GD9.1
Lithospheric localization processes across scales: from fault dynamics to plate boundary formation and evolution
Co-organized by TS2
Convener: Lukas FuchsECSECS | Co-conveners: Maelis ArnouldECSECS, Whitney Behr, Eline Le Breton
Displays
| Attendance Fri, 08 May, 08:30–10:15 (CEST)

In the Plate Tectonics theory, Earth’s lithosphere is described as a rigid outermost shell deforming over long timescales along narrow boundaries, that play a central role in our Planet’s thermal and dynamic evolution. Understanding the modalities of strain localization in the lithosphere and its failure are therefore essential to describe the formation and evolution of plate boundaries, fault zones and other mechanical heterogeneities.

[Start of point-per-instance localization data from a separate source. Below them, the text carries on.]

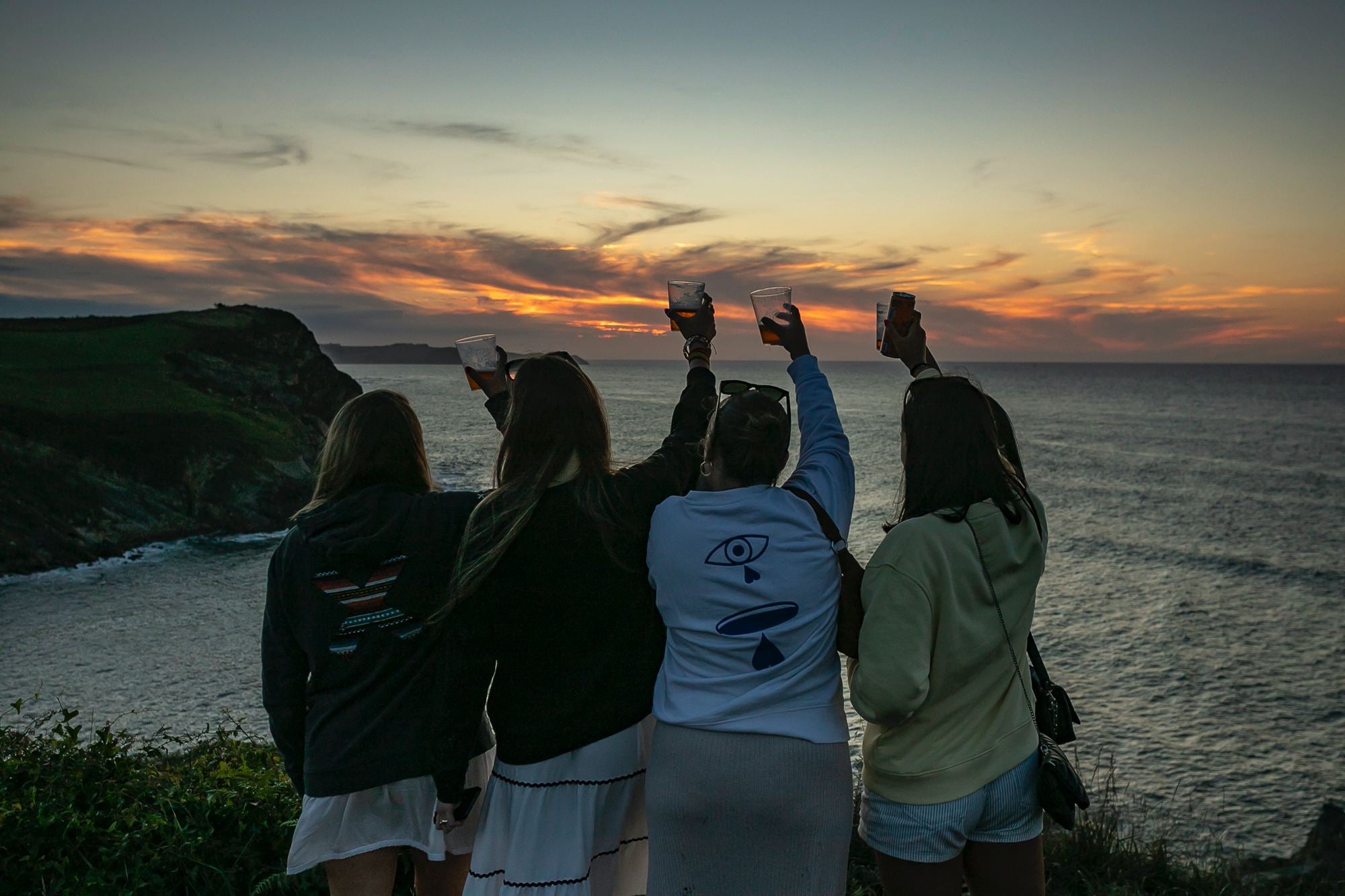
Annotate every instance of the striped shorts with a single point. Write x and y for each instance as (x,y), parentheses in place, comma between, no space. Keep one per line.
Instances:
(1004,811)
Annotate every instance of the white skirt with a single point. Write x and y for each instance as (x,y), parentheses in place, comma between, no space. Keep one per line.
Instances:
(397,814)
(568,826)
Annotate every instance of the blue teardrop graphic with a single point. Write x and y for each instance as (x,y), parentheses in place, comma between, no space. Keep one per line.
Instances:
(767,654)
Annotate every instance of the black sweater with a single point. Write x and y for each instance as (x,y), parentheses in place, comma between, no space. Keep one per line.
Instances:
(360,689)
(576,634)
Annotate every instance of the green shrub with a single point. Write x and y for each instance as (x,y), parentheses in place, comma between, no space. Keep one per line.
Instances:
(108,811)
(213,813)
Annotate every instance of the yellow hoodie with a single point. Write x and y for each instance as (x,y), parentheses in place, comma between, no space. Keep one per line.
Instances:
(935,678)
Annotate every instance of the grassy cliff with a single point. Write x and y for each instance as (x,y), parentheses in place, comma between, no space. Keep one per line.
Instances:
(122,431)
(103,811)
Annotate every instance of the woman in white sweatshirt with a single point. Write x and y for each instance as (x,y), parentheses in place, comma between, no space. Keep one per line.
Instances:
(750,783)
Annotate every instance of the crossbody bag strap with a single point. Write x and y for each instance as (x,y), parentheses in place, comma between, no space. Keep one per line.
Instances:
(829,526)
(1013,654)
(1035,655)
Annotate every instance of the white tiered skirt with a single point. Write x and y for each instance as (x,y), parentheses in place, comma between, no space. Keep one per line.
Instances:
(568,826)
(396,814)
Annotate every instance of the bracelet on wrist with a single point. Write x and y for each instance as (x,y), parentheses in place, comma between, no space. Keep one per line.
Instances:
(699,346)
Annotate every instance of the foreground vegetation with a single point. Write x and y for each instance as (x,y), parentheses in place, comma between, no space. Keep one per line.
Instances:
(108,811)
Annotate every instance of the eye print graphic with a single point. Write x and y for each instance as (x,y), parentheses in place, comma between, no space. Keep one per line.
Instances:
(739,552)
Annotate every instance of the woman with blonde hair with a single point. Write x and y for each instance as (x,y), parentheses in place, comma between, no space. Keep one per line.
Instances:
(377,713)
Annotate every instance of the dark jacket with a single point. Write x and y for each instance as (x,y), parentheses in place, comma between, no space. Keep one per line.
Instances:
(360,688)
(575,630)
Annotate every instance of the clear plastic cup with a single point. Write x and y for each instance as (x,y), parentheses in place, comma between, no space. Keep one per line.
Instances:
(685,298)
(771,303)
(479,354)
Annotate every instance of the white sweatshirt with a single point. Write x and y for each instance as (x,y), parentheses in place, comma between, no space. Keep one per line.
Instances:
(748,588)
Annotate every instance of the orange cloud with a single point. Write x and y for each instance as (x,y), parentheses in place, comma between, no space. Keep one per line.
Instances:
(1073,296)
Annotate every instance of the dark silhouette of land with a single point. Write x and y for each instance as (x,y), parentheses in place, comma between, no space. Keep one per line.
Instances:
(122,431)
(401,353)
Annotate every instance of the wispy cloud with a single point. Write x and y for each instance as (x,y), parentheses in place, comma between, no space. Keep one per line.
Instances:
(567,146)
(259,151)
(50,153)
(668,214)
(225,145)
(1074,296)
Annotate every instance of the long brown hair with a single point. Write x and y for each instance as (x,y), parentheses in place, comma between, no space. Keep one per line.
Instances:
(556,416)
(953,455)
(375,440)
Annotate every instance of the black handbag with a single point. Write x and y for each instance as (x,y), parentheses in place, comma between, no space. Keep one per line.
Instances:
(1056,716)
(851,612)
(1059,787)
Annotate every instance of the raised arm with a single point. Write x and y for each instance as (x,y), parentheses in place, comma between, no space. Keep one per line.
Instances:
(913,350)
(284,680)
(825,469)
(672,469)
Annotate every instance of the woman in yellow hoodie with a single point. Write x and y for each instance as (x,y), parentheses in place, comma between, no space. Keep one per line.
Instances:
(950,752)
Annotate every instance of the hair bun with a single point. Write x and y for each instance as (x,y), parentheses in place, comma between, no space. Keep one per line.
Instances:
(753,438)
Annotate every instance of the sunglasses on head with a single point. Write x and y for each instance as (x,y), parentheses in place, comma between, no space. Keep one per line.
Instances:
(739,386)
(512,368)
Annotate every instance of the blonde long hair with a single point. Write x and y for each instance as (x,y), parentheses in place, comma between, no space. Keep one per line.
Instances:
(376,439)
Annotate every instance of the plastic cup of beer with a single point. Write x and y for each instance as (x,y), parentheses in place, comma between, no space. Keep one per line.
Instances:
(771,303)
(685,298)
(479,354)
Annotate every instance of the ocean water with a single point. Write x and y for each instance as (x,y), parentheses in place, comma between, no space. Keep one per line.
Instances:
(1194,600)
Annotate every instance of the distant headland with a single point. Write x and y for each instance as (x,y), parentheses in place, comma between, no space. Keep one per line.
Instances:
(401,353)
(122,431)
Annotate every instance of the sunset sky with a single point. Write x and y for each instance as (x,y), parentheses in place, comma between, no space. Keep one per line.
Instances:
(1054,181)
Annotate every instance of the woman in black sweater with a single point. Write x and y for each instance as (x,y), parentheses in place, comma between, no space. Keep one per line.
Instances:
(552,579)
(376,713)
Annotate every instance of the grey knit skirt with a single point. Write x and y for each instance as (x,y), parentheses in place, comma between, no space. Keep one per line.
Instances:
(734,814)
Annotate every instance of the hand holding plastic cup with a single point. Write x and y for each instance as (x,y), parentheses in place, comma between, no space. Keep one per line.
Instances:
(479,354)
(685,298)
(771,303)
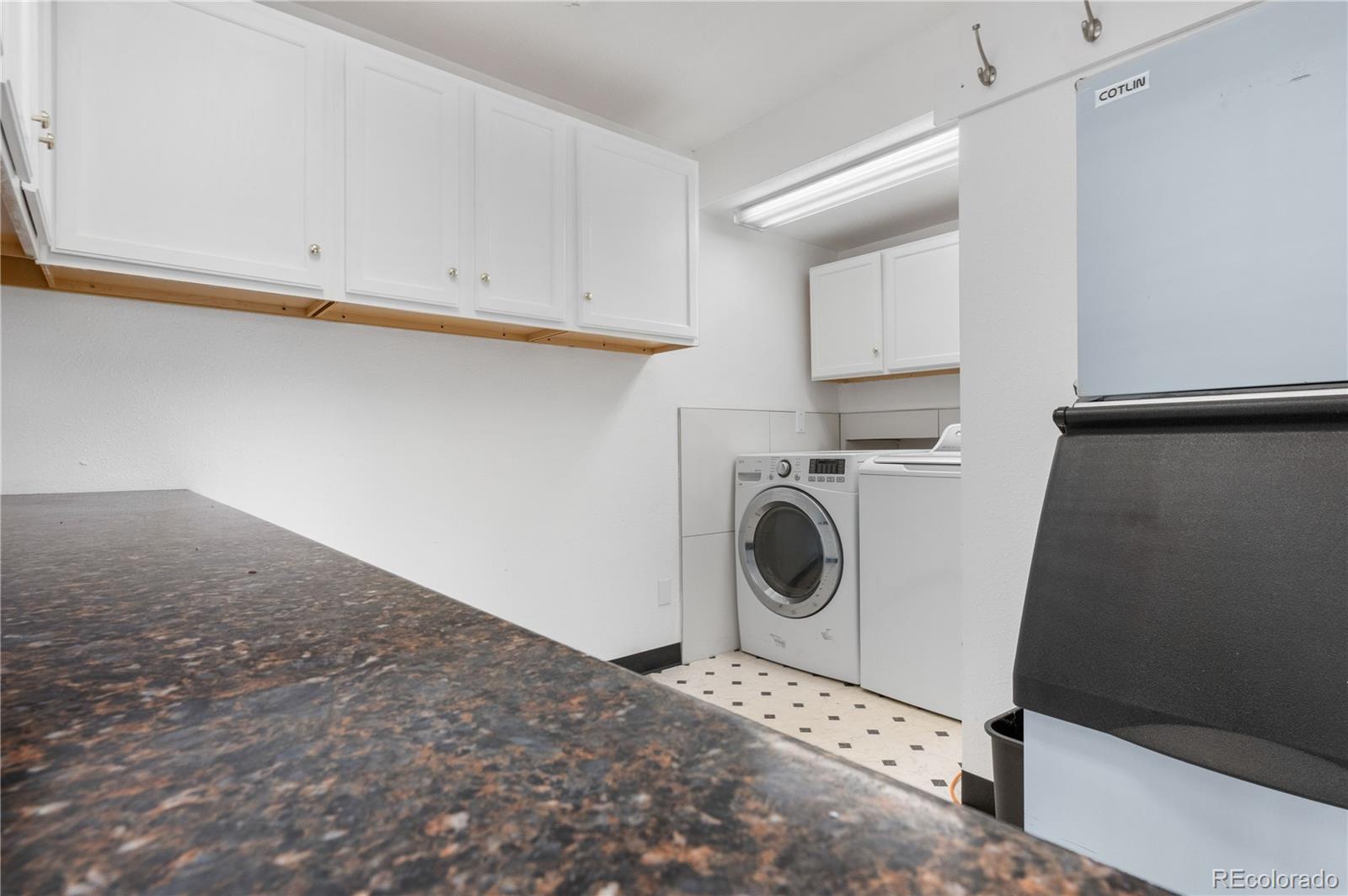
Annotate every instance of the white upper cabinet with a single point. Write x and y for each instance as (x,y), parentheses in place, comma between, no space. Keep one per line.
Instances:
(22,53)
(192,136)
(887,313)
(923,305)
(637,236)
(846,318)
(521,208)
(26,109)
(404,179)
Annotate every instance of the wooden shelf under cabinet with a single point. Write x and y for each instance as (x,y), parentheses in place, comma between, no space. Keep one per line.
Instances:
(18,269)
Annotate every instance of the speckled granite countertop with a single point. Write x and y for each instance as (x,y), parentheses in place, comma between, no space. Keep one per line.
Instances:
(197,701)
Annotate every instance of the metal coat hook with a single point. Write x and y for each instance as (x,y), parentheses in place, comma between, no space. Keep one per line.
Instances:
(1092,27)
(988,73)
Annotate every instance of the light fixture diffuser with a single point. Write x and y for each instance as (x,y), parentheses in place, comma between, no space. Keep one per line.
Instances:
(880,172)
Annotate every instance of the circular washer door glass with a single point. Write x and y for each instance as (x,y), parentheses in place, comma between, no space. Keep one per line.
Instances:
(790,552)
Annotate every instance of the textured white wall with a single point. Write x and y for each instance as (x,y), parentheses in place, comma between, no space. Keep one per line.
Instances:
(1018,352)
(537,483)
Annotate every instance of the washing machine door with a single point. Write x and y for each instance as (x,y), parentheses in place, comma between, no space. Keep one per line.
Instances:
(790,552)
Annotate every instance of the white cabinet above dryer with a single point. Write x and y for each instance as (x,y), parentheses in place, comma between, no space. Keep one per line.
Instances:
(923,305)
(404,179)
(890,313)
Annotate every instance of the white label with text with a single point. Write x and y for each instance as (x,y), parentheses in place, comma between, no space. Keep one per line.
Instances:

This requires knowledge of localization processes at both micro- and macro-physical scales, the analysis of their dynamics over various time scales, and involves complementary inputs from geological and seismic observations, laboratory experiments and numerical and analog modeling.
We welcome multidisciplinary contributions that will collaboratively help to build a unified view on the dynamical evolution of lithospheric localization processes. Example topics include but are certainly not limited to the study of variations in lithospheric properties deduced from mineralogical, petrological or geological data, and of the implication of lithospheric anomalies on the dynamics of fault zones and the formation and evolution of plate margins in nature or in models.